The movie was based on the 1951 play by the same name, written by former POWs Donald Bevan and Edmund Trzcenski, who were prisoners in Stalag 17B in Austria. The play traces the lives of several American sergeants who are prisoners in a Luftwaffe camp along with Poles, Czechs and Russian women. The setting is Austria in 1944 on the "longest night of the year".
The play shows the lives of the average American inside the camp: eating, sleeping, cleaning, and waiting for any chance to plotting an escape. They abscond with a clandestine radio, an opportunity to hear the BBC news each day.

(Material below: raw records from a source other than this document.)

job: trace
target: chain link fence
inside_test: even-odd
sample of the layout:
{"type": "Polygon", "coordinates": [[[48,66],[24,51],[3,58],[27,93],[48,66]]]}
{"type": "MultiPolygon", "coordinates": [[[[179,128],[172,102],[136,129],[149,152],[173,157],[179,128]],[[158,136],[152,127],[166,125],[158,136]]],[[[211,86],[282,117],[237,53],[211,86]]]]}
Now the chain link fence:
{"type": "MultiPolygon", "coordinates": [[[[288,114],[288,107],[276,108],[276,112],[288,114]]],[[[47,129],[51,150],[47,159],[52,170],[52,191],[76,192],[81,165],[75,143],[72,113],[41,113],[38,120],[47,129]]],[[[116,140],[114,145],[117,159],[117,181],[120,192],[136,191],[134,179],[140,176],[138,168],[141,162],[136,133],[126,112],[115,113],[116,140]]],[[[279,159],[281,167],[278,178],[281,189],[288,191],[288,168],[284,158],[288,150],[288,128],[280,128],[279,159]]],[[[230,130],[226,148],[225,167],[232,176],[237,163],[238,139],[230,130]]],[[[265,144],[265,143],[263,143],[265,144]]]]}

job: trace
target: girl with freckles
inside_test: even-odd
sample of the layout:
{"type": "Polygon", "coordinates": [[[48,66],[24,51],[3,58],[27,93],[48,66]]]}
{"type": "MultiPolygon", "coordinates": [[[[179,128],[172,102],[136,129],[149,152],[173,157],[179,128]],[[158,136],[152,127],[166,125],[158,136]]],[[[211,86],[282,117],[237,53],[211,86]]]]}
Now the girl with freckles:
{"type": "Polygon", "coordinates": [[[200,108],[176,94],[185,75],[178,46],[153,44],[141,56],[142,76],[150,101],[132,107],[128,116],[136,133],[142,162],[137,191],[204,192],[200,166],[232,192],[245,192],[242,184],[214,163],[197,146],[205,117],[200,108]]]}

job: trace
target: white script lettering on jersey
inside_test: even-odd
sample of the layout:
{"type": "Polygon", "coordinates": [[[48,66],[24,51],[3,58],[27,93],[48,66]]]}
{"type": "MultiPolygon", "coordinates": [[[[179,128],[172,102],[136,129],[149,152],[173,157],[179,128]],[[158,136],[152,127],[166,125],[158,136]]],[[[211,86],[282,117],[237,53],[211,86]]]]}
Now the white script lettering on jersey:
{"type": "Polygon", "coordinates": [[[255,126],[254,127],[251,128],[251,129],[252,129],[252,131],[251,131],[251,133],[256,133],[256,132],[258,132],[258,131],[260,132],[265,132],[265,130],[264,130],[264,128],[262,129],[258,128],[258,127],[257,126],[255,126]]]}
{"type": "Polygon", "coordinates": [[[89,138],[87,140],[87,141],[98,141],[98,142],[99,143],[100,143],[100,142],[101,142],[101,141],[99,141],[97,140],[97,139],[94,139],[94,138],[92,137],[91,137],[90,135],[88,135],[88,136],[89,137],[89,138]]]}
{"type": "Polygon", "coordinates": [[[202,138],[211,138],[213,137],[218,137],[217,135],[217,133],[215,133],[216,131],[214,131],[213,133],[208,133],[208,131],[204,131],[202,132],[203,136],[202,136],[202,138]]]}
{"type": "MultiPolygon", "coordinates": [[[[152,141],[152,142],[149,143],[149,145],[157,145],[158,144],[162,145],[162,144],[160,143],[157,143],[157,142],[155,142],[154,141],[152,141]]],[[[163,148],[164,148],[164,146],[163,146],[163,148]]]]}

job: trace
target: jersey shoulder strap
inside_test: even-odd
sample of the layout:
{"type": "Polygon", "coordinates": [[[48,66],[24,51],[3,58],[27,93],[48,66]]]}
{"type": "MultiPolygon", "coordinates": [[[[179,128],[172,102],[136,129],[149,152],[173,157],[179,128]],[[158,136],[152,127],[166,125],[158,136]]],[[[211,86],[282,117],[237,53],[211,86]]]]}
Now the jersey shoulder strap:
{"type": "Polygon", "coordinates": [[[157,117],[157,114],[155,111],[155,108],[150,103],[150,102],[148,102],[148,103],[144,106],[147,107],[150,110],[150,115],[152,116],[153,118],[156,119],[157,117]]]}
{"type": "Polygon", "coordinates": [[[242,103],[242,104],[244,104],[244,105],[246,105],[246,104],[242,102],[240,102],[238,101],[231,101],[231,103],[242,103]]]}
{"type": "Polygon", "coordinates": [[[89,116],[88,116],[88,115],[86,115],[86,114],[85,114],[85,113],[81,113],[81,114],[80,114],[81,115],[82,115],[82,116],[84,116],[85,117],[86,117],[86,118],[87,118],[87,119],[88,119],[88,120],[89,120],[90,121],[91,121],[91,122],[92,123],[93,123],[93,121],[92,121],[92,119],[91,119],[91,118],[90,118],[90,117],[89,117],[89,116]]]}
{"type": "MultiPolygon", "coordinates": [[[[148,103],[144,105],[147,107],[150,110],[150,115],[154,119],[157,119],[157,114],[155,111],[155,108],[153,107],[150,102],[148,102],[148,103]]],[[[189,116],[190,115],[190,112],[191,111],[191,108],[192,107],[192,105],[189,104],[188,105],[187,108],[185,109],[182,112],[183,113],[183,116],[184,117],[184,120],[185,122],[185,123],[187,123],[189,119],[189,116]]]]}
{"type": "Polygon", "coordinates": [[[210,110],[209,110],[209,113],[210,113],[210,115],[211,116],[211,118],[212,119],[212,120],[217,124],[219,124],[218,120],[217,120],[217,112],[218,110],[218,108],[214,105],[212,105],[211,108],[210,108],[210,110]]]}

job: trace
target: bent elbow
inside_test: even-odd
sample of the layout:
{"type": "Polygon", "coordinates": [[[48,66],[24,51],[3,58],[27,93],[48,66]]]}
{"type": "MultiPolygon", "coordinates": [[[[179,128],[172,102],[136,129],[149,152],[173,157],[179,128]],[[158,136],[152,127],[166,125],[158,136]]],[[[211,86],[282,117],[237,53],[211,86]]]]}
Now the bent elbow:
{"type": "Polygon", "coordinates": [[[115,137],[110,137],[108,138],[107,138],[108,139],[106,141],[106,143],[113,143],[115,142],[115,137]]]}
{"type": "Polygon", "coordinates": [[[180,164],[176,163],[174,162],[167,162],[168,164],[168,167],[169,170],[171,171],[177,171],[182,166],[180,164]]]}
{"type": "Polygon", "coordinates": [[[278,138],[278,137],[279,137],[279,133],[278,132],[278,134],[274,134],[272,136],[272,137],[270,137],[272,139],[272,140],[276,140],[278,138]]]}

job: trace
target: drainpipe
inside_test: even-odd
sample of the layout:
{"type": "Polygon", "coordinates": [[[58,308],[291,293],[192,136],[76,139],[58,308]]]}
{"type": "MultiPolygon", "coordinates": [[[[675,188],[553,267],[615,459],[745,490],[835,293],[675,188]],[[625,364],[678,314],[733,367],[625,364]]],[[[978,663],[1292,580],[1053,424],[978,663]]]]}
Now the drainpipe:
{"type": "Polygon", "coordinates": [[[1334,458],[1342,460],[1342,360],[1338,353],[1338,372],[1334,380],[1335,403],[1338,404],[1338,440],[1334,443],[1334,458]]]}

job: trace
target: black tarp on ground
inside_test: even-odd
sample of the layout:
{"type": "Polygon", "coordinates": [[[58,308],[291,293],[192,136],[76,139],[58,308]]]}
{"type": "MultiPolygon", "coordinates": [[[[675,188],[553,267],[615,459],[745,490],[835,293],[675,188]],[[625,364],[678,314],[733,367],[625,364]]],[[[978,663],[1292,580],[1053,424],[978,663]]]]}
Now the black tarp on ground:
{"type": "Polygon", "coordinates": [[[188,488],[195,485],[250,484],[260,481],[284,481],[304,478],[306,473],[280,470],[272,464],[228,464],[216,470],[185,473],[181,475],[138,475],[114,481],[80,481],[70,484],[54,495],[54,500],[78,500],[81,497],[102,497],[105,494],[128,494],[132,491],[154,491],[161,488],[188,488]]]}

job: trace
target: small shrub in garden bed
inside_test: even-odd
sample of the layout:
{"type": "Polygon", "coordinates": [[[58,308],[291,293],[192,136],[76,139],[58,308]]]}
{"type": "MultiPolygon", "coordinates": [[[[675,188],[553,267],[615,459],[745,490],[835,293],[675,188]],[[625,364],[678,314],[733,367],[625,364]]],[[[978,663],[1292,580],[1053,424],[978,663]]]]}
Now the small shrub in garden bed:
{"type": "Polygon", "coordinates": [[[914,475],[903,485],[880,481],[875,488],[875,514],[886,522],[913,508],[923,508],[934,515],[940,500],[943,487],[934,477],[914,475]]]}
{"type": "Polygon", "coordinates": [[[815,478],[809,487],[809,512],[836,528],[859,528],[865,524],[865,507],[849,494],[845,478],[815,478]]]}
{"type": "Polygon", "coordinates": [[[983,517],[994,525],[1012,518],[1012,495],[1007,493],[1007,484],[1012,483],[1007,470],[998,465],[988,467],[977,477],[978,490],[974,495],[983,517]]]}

Kuwaza is obsessed with pinup girl Betty Grable. Sefton likes to bribe the Nazi guards in exchange for food and cigarettes. One day he even is rewarded with a trip to the womens' barracks. Price is the barracks security chief who plays it low key.
One day American prisoners Manfredi and Johnson escape through a tunnel and are shot, the result of an informant. The others brainstorm to find out who the informant is. Maybe it's Sefton who likes to bribe the guards. Maybe it's Dunbar, whom they are trying to usher out of the camp. In the end, the Americans question Price.
"When was Pearl Harbor?" To which he responds: "December 7, 1941." Question two: "Where were you on that date?" To which he responds: "I was eating dinner at 6 pm." This time would fit in, if he lived in Berlin. However, he claims he lives in Cleveland. Backed into a corner, someone checks Price's pockets and finds a chess queen, used to hide messages for the Nazis. As Dunbar is ushered out of the camp, Price goes down in a hail of bullets.
Stalage 17 ran on Broadway for 472 performances. The movie debuted in 1953 starring William Holden, Don Taylor and Otto Preminger. Von Scherbach, a sadistic Nazi captain, was added to the film script. It grossed $10,000 at the box office.